FileData --> OtherError: File data processign error (Decompression error, for example)
FileData --> Unknown: Done reading file data
Unknown --> LocalFileHeader: Local file header flag found, start reading next file header
Unknown --> CentralDirectoryHeader: Central directory flag found, start reading central directory
CentralDirectoryHeader --> [*]: Done reading zip file contents
%% Notes
note right of InvalidZip
This invalid zip error will happen when something
is wrong with the format of the zip file
end note
note right of OtherError
This invalid zip error will happen when something
goes wrong when processing the file data, most
likley during decompression
end note
This approach works well with the nature of streams, as things happen "live" and the library has no clue what's coming next - only what's already happened, and what's happening right now. The FSM allows the library to detect when it's in faulty states and handle errors appropriately, resiliently handle tricky situations, and be performant and memory-conscious.
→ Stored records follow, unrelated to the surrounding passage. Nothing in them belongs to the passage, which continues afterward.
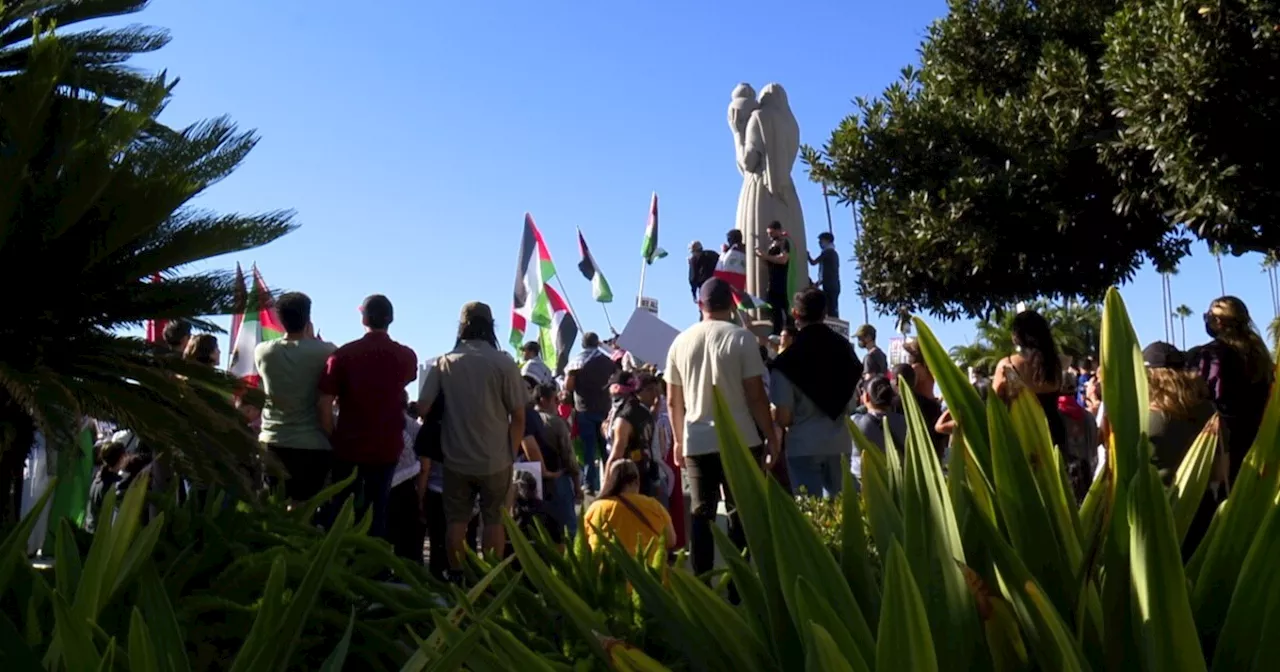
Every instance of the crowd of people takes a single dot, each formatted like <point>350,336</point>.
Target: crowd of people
<point>624,444</point>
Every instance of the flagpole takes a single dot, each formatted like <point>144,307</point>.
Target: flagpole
<point>570,304</point>
<point>644,265</point>
<point>607,319</point>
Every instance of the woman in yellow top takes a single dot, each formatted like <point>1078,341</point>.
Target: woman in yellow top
<point>622,512</point>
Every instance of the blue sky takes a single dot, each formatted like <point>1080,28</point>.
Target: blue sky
<point>411,137</point>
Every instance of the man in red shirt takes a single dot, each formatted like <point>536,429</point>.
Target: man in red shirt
<point>366,378</point>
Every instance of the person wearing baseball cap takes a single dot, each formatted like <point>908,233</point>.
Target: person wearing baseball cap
<point>716,355</point>
<point>483,426</point>
<point>366,378</point>
<point>1180,408</point>
<point>874,362</point>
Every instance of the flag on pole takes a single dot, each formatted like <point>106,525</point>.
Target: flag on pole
<point>534,269</point>
<point>257,324</point>
<point>558,338</point>
<point>155,328</point>
<point>592,272</point>
<point>798,273</point>
<point>650,248</point>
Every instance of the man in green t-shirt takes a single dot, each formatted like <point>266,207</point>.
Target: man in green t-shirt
<point>291,370</point>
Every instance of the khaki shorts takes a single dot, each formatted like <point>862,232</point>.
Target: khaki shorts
<point>461,492</point>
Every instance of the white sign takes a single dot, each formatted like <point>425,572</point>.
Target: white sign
<point>648,338</point>
<point>839,327</point>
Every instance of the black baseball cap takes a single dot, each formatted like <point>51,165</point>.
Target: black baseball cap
<point>1161,355</point>
<point>716,295</point>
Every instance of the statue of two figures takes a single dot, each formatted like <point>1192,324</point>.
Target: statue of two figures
<point>767,138</point>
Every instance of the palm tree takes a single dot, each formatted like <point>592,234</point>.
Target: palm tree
<point>1077,330</point>
<point>1270,263</point>
<point>92,206</point>
<point>1216,250</point>
<point>96,56</point>
<point>1183,312</point>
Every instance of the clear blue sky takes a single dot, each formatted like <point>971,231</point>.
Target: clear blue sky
<point>411,137</point>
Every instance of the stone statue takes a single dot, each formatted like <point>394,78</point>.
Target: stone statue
<point>767,140</point>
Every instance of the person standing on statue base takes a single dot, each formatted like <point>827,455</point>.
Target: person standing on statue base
<point>828,272</point>
<point>777,256</point>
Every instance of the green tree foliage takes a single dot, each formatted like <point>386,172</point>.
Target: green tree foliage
<point>1008,168</point>
<point>1188,83</point>
<point>1077,330</point>
<point>91,206</point>
<point>96,56</point>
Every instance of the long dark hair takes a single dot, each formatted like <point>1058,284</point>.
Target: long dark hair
<point>201,350</point>
<point>1033,336</point>
<point>478,330</point>
<point>1228,320</point>
<point>622,474</point>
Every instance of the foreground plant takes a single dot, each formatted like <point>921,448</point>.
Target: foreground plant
<point>96,199</point>
<point>209,585</point>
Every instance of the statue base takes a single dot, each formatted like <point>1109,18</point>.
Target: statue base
<point>762,328</point>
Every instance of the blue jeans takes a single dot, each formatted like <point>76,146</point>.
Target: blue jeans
<point>561,499</point>
<point>819,475</point>
<point>371,488</point>
<point>593,443</point>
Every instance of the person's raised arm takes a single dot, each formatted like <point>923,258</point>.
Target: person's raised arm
<point>622,432</point>
<point>516,429</point>
<point>570,382</point>
<point>784,400</point>
<point>676,406</point>
<point>676,411</point>
<point>758,402</point>
<point>430,391</point>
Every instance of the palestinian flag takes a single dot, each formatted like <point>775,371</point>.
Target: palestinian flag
<point>238,311</point>
<point>731,268</point>
<point>534,269</point>
<point>592,272</point>
<point>650,248</point>
<point>558,338</point>
<point>155,328</point>
<point>798,273</point>
<point>746,302</point>
<point>257,324</point>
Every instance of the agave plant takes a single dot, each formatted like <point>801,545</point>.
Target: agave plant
<point>99,55</point>
<point>92,206</point>
<point>986,566</point>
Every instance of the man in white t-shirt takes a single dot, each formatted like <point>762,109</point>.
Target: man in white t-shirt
<point>716,353</point>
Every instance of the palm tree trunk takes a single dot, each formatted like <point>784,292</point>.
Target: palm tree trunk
<point>862,288</point>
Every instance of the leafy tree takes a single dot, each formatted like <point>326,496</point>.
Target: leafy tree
<point>1193,85</point>
<point>1183,312</point>
<point>1000,170</point>
<point>1077,330</point>
<point>92,206</point>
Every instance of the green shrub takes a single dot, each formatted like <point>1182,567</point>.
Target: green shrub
<point>205,585</point>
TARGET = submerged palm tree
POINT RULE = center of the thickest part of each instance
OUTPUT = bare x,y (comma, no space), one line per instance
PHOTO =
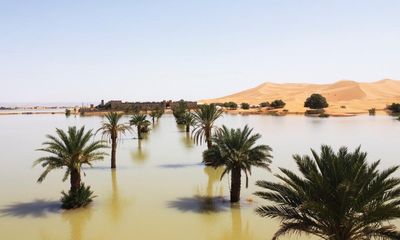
71,150
339,196
188,118
153,115
156,113
139,120
235,150
204,118
112,128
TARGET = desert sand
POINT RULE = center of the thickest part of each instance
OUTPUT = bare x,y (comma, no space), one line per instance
344,97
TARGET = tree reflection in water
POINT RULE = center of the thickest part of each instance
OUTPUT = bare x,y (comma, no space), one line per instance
237,231
77,219
139,156
116,204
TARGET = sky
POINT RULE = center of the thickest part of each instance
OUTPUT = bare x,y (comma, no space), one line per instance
87,50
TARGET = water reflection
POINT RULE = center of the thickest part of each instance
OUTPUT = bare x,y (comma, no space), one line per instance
200,204
139,156
181,127
77,219
237,231
37,208
214,176
116,204
187,140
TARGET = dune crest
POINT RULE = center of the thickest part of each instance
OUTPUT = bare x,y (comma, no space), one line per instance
344,96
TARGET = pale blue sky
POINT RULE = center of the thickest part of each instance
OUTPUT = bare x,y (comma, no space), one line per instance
89,50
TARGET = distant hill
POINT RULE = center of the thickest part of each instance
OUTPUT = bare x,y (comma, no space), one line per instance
357,97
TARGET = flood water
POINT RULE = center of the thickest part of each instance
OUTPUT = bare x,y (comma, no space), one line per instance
159,189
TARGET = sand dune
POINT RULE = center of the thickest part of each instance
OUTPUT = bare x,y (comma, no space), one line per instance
356,97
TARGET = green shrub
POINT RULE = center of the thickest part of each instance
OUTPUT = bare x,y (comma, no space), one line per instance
277,103
245,106
316,101
314,111
79,198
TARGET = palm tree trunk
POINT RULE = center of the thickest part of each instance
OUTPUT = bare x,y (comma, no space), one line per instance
208,138
75,179
113,151
139,132
235,184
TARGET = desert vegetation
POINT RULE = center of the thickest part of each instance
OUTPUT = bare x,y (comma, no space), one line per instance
70,150
235,150
277,104
336,196
245,106
112,128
When an individual file is emitted from the unzip streamer, it does so in the form of an Entry
. This class extends Nodes PassThrough stream, meaning that it simply takes data in one end (from the unzip streamer), and passes it directly out the other (to the destination of your choice). What this allows us to do is treat each entry from the zip file sort of like its own brand new stream, instead of part of a larger one. Each Entry
has metadata about the file already inside of it for use, and is fault tolerant (properly emitting events like 'end' and 'error').
The only tricky limitation to be aware of, and this is a limitation of unzip streaming itself, is that we have no way of knowing how many files are in a given zip file ahead of time. Thus, we don't actually know how many instances of Entry
we will see before the stream is done. What this means practically is that, although the abstraction of Entry
gives us an easy way to interact with the individual files in the zip, we can't entirely forget about the zip file. If, for example, we wanted to wrap the unzipping process in a Promise
so that we could use it with async
, we would have to wrap the parent stream as opposed to the individual Entry
, as the ending of an individual entry stream does not signify the ending of the entire unzipping process (even when you're pretty sure that's the last file).